La obra gráfica de Kubin desafía al espectador y al crítico por la incapacidad que les asalta de traducir sus imágenes a palabras comunes. Cierto que en ellas pueden apreciarse influencias, en particular las de Brueghel, Goya y los contemporáneos aludidos más arriba, así como su propia influencia sobre la pintura de otros, en especial los surrealistas, pero nada de eso sirve para explicar el misterio de sus obras, un misterio que es profundamente personal y quizá hermético, intransferible. Otro tanto, pues su obra literaria obedece a los mismos principios, sucede con esta La otra parte, que es considerada como una novela de culto por los aficionados al género fantástico y que es de esas obras literarias para las que cualquier tentativa de interpretación parece desde el principio abocada al fracaso.

Su argumento puede resumirse así: el protagonista y narrador, cuyo nombre ignoramos, recibe la visita de un enigmático desconocido, el cual es portador de un mensaje. Mediante éste, Claus Patera, antiguo compañero de estudios, invita al protagonista a visitar sus propiedades en una remota región de Asia. Según parece el ex condiscípulo ha fundado allí un estado al que llama el Reino de los Sueños, en cuya capital, Perla, ha invertido la totalidad de su inmensa fortuna. Para acceder a este lugar, que ha sido construido “contra todo lo que guarde relación con cualquier forma de progreso”, el viajero deberá disponer de un salvoconducto, que no es otro que un retrato del mismo Patera, al que el mensajero llama repetidas veces “el Amo”. Tras vencer su lógica desconfianza inicial, el narrador y su esposa aceptan la invitación y parten hacia el Reino de los Sueños.

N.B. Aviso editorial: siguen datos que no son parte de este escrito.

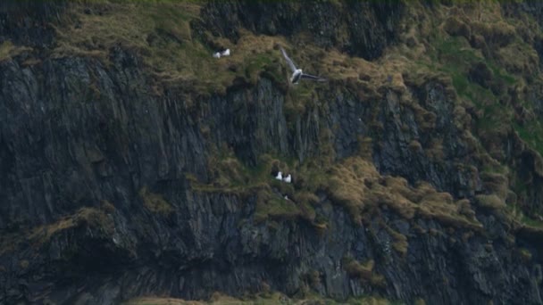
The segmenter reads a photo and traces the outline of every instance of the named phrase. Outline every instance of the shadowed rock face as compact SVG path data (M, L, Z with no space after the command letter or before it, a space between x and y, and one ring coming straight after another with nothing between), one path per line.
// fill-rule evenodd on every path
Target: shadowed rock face
M372 34L349 40L365 45L360 55L378 56L389 41L377 34L392 35L394 26L385 24L401 7L347 4L374 12L371 21L356 17ZM204 15L225 24L221 18L231 13L256 32L290 35L300 30L294 26L300 12L292 5L216 2ZM329 11L333 7L318 4L305 18L327 19L320 15L327 12L333 24L339 20ZM311 21L302 24L311 29ZM231 27L217 30L235 39ZM2 29L2 35L11 33ZM338 45L327 29L317 44ZM29 37L40 45L54 41ZM321 93L318 103L288 121L285 93L265 78L195 103L182 87L155 94L153 78L130 51L111 50L110 61L105 66L74 56L27 66L20 56L0 62L0 304L200 299L267 286L341 300L380 293L429 304L541 303L534 235L522 232L512 240L512 225L491 210L477 210L483 228L475 232L433 218L405 219L386 207L360 226L322 192L316 212L328 228L320 231L301 218L256 221L255 194L195 191L186 178L208 182L208 161L223 144L248 165L263 153L310 160L325 145L340 161L371 136L381 174L428 181L455 199L472 199L483 185L468 168L480 160L455 124L452 97L439 80L411 86L420 107L392 88L363 101L332 84L334 91ZM321 136L324 129L329 137ZM422 153L437 142L439 156ZM527 173L535 162L530 158L522 159ZM170 210L147 208L146 196L152 194ZM397 237L383 222L408 238L405 253L395 250ZM536 253L536 262L522 260L518 246ZM353 276L342 263L346 257L373 260L373 275L383 282L368 284ZM311 279L315 272L318 281Z
M239 26L265 35L308 32L319 46L338 47L372 60L380 56L396 38L396 26L403 12L404 4L397 1L347 1L343 4L211 1L202 16L205 27L213 34L234 41L239 38Z
M51 46L54 30L50 21L58 20L65 1L14 1L0 4L0 43L11 40L16 45Z

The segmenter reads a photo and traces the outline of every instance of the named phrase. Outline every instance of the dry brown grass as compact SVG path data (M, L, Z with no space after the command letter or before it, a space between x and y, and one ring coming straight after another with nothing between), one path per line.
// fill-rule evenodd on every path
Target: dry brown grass
M10 60L22 52L31 50L30 47L14 45L11 41L5 40L0 44L0 62Z
M50 241L54 235L80 226L88 226L88 227L97 229L107 235L113 234L114 231L113 220L103 210L85 207L79 209L76 213L66 216L54 223L33 229L29 235L28 239L36 243L38 246L43 245Z
M386 205L406 219L419 215L455 227L481 227L469 201L455 202L450 194L439 193L428 183L413 187L402 177L381 177L372 163L359 157L333 167L327 190L356 223L364 210ZM397 249L404 252L406 240L398 238L397 243Z
M168 216L173 212L171 204L162 194L151 193L146 186L142 187L138 194L144 206L150 211L162 216Z
M504 202L503 199L496 194L480 194L475 196L475 199L477 204L482 208L497 210L504 210L506 208L506 204Z

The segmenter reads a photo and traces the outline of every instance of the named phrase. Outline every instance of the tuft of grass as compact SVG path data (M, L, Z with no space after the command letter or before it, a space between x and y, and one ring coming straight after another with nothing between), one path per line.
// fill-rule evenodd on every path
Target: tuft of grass
M29 240L41 246L48 243L53 236L71 228L88 226L98 229L106 235L113 233L114 224L103 210L96 208L81 208L75 214L66 216L54 223L35 228L29 235Z
M160 194L151 193L146 186L138 192L144 206L153 213L168 216L173 212L171 204Z
M375 261L369 260L361 264L352 258L343 260L343 268L351 277L357 277L363 284L369 284L374 287L384 287L387 284L385 276L373 271Z
M0 44L0 62L12 59L13 56L20 54L25 51L31 51L32 48L28 46L18 46L13 45L10 40L5 40Z

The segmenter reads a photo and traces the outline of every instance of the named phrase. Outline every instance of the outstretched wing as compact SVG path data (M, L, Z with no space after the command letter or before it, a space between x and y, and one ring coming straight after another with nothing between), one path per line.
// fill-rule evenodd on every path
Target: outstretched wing
M315 80L315 81L326 81L326 78L319 78L314 75L305 74L305 73L302 74L302 78L311 79L311 80Z
M288 63L288 66L292 70L292 72L296 71L296 66L294 65L294 62L292 62L292 60L288 58L288 55L287 55L287 52L285 52L282 46L280 46L280 48L281 49L281 53L283 54L283 57L285 57L287 63Z

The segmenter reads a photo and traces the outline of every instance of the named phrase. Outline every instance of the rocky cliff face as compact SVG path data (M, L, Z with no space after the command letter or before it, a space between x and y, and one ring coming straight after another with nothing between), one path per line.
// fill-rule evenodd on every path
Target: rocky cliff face
M270 291L542 302L540 76L522 62L539 62L541 34L519 37L539 30L537 8L197 5L188 34L149 26L149 48L108 45L101 28L70 36L138 4L0 7L0 304ZM329 83L286 86L266 39L317 50L293 57ZM150 64L171 60L158 45L204 71L214 59L196 45L231 45L213 72L231 82ZM519 45L519 62L499 61Z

Alfred Kubin, El último rey (1902)
Brevemente el narrador nos describe el fatigoso viaje hasta el reino de Patera. La primera visión de éste es una alta muralla en la que se abre un portón, el cual da paso a un lóbrego túnel. Y es aquí donde por primera vez lo que parecía ser un viaje de placer adquiere un significado diferente, cargado de oscuros presagios. “Nunca volveré a salir de aquí”, dice proféticamente la esposa del protagonista mientras se internan en el túnel que les conducirá a otro espacio-tiempo, un lugar en el que todos sus habitantes han sido reunidos por invitación expresa de Patera. Los componentes fantásticos del relato se acentúan en un lento crescendo en el que se irán insertando otros personajes, cada cual más disparatado, y en el que cobrarán intensidad los rasgos terroríficos del lugar (en el que nunca se ve el sol) y de sus habitantes. Más adelante sabremos que en los alrededores de Perla hay una colonia en la que subsiste una especie de raza ancestral de hombres con los ojos azules; conoceremos las veleidades y la infatigable actividad sexual de la esposa de uno de los hombres eminentes de Perla; así como las disquisiciones filosóficas de un barbero, el cual tiene como aprendiz un mono llamado Giovanni Battista. En el centro de la plaza mayor la torre del reloj ejerce un hechizo permanente sobre los personajes del Reino de los Sueños, y ante dicha torre se erige el inmenso palacio desde donde supuestamente “el Amo” rige los destinos de sus súbditos.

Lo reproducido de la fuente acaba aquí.